Presidential candidate Congressman Ron Paul (R-Texas) was one of only three members of Congress to vote against the Sarbanes-Oxley Act when it was still under consideration in 2002. This week, to commemorate the act's upcoming fifth anniversary, editors at Audit Trail asked Paul whether he had changed his mind in the past five years. The short answer: No.
In fact, Paul indicated that Sarbox reform is near the top of his agenda. He says:
Reform, or even repeal, of Sarbanes-Oxley remains one of my top priorities. As a member of the House Committee on Financial Services, I intend to continue to be an active participant in the debate over Sarbanes-Oxley and similar legislation.
Why? Paul made that clear early in the interview:
The damage inflicted on American businesses and capitol markets by Sarbanes-Oxley has strengthened my conviction that this legislation should be repealed. In 2000, nine of every 10 dollars raised by foreign companies were raised in the United States.
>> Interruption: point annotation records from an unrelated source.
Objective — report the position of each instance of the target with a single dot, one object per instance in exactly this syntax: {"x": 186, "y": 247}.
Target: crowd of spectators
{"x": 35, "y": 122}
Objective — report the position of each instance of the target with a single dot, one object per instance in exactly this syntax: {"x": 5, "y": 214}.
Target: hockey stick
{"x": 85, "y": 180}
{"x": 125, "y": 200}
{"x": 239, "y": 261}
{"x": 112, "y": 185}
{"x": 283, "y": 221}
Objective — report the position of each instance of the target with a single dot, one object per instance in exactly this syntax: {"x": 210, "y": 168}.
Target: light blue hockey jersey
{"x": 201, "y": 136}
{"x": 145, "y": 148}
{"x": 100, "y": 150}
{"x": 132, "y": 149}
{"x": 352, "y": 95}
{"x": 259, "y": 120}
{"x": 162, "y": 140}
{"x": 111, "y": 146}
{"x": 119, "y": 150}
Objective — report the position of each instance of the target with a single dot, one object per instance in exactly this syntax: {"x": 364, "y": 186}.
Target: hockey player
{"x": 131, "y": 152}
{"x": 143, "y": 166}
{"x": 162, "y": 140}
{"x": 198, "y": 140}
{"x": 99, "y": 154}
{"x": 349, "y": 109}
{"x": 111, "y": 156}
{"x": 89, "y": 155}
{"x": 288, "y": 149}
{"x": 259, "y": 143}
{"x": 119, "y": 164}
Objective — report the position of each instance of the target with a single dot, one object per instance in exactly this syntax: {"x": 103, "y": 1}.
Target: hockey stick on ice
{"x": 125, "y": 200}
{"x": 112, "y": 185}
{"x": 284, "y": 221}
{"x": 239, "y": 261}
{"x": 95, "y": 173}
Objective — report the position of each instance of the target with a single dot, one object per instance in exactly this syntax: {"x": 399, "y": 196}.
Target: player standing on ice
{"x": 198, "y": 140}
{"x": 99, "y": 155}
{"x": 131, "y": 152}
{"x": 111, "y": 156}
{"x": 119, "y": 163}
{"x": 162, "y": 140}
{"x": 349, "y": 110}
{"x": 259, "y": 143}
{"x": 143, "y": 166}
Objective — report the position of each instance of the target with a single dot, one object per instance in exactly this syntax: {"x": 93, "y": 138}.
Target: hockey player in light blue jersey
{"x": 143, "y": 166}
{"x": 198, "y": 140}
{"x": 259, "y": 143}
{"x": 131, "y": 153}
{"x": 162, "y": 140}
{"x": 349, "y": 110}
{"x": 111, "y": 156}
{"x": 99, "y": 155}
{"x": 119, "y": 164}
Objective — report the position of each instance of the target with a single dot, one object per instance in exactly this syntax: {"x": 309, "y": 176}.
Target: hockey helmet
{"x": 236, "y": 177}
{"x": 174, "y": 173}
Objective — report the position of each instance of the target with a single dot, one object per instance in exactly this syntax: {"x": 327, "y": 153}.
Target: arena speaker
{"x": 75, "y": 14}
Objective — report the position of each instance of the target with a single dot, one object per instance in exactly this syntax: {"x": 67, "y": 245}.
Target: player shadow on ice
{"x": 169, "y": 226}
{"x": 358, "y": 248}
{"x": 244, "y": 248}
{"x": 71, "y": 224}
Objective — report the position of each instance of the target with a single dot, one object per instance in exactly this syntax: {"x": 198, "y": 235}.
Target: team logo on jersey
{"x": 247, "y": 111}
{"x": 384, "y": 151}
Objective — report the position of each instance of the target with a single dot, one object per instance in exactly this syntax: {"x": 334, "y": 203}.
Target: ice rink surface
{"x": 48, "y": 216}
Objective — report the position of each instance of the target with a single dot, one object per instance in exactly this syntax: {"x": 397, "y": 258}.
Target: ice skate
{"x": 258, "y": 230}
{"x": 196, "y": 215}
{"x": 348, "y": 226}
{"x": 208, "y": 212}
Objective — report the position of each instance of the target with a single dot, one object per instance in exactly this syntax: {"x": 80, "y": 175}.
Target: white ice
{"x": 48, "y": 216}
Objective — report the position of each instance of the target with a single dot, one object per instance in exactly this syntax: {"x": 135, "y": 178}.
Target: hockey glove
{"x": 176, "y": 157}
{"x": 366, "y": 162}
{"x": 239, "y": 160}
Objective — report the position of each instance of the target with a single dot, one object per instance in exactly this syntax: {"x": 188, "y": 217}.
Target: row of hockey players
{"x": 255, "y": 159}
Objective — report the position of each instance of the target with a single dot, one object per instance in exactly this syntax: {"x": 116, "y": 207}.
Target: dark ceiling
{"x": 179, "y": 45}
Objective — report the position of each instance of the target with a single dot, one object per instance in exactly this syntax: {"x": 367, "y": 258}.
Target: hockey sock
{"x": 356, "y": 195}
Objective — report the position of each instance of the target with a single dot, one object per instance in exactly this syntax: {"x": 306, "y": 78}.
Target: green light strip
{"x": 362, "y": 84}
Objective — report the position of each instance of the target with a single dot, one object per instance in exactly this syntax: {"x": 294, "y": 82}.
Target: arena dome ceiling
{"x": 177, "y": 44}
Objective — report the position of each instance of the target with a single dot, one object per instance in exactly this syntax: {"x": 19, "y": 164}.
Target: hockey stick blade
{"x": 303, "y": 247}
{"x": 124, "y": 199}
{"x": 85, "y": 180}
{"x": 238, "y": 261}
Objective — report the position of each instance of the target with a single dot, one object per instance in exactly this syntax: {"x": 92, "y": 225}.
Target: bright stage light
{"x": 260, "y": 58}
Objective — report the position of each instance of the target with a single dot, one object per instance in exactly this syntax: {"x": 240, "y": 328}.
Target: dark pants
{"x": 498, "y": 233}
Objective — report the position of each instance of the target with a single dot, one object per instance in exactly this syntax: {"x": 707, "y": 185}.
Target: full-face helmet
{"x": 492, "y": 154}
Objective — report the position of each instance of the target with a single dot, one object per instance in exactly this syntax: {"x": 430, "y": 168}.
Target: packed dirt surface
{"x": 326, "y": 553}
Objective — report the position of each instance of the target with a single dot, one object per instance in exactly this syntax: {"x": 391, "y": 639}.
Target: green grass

In 2005, nine of the 10 largest offerings were not registered in the United States, and, of the largest 25 global offerings, only one took place in the United States. The number of public companies going private increased from 143 in 2001 to 245 in 2004. Sarbanes-Oxley is a, if not the, major reason companies are fleeing America's capital markets. Furthermore, according to some estimates, Sarbanes-Oxley has cost the very investors the law claims to protect at least $1.4 trillion.